「ゴキブリ騒動」は次の景気後退の予行演習か、自動車ローン会社の信用事例は良い警鐘に
こうした事態は信用市場が過去10年で著しく不透明化したことの表れと言える。2008年の金融危機後、米議会は大手銀行のリスク保有を制限したが、それが「シャドーバンキング」と呼ばれるノンバンク(非預金金融機関、NDFI)の拡大を招いた。プライベートクレジットを提供するこれらの業者は、借り手の事情に合わせた柔軟な融資が可能である一方、外部からは実態が見えにくく、リスクの所在が不明瞭になりやすい。
NDFIによる融資が急増する中、銀行側はその拡大を批判しながらも、自らも参入している。ダイモン氏は以前から、プライベートクレジットの緩い契約条件を「金融危機を招く処方箋」と警告してきた。一方で、ムーディーズによるとJPモルガンを含む大手銀行は現在、NDFI向けに年間1兆2000億ドル、そのうち3000億ドルをプライベートクレジット向けに融資している。つまり、一部の「ゴキブリ」は自分たちの内部から発生している可能性もある。
過度の不安は不要との姿勢
警戒すべきかどうかを巡る議論は続いている。ゴールドマン・サックス・グループのデービッド・ソロモンCEOは10月下旬、相次ぐ信用損失にも過度の不安は不要との姿勢を示した。
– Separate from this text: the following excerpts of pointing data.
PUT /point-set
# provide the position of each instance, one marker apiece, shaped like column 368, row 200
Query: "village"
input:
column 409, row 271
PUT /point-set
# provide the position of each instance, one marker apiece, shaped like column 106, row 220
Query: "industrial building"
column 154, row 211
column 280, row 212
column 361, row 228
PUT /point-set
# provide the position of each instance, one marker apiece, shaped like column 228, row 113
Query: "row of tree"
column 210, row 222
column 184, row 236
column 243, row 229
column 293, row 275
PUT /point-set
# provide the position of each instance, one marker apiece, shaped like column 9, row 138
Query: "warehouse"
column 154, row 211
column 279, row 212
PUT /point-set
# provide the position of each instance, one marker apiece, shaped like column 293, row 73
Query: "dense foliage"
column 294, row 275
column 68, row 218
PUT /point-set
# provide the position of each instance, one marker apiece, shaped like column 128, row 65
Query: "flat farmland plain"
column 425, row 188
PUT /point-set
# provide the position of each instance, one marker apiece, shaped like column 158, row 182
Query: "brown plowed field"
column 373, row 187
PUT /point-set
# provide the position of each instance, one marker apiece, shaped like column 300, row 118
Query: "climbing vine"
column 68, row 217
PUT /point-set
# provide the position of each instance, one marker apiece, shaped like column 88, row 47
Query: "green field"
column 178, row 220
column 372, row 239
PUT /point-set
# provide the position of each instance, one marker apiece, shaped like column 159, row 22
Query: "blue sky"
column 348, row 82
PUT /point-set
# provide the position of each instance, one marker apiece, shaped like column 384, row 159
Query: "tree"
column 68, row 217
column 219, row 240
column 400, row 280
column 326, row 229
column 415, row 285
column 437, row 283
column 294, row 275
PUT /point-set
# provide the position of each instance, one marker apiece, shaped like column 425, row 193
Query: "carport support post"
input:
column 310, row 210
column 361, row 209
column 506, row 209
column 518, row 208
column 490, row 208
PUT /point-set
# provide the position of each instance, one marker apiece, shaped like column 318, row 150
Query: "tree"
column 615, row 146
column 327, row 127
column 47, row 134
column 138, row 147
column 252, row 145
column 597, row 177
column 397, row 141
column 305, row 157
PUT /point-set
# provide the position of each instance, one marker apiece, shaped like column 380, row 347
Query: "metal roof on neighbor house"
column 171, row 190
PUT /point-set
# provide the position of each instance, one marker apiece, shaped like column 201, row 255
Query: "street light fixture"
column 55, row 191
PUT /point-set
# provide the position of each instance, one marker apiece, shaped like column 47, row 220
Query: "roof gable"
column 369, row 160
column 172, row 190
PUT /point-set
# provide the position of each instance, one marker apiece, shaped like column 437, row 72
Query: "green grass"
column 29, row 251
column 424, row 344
JPモルガンの決算説明会でダイモン氏に質問を投げかけたウェルズ・ファーゴのアナリスト、マイク・メイヨー氏は、一連の信用不安を次の景気後退に備える「小規模な防災訓練」と位置付ける。「こうした出来事は、ローンが不良化するという現実を思い出させる良い警鐘だ。銀行や投資家に健全な疑心暗鬼を喚起する」と語った。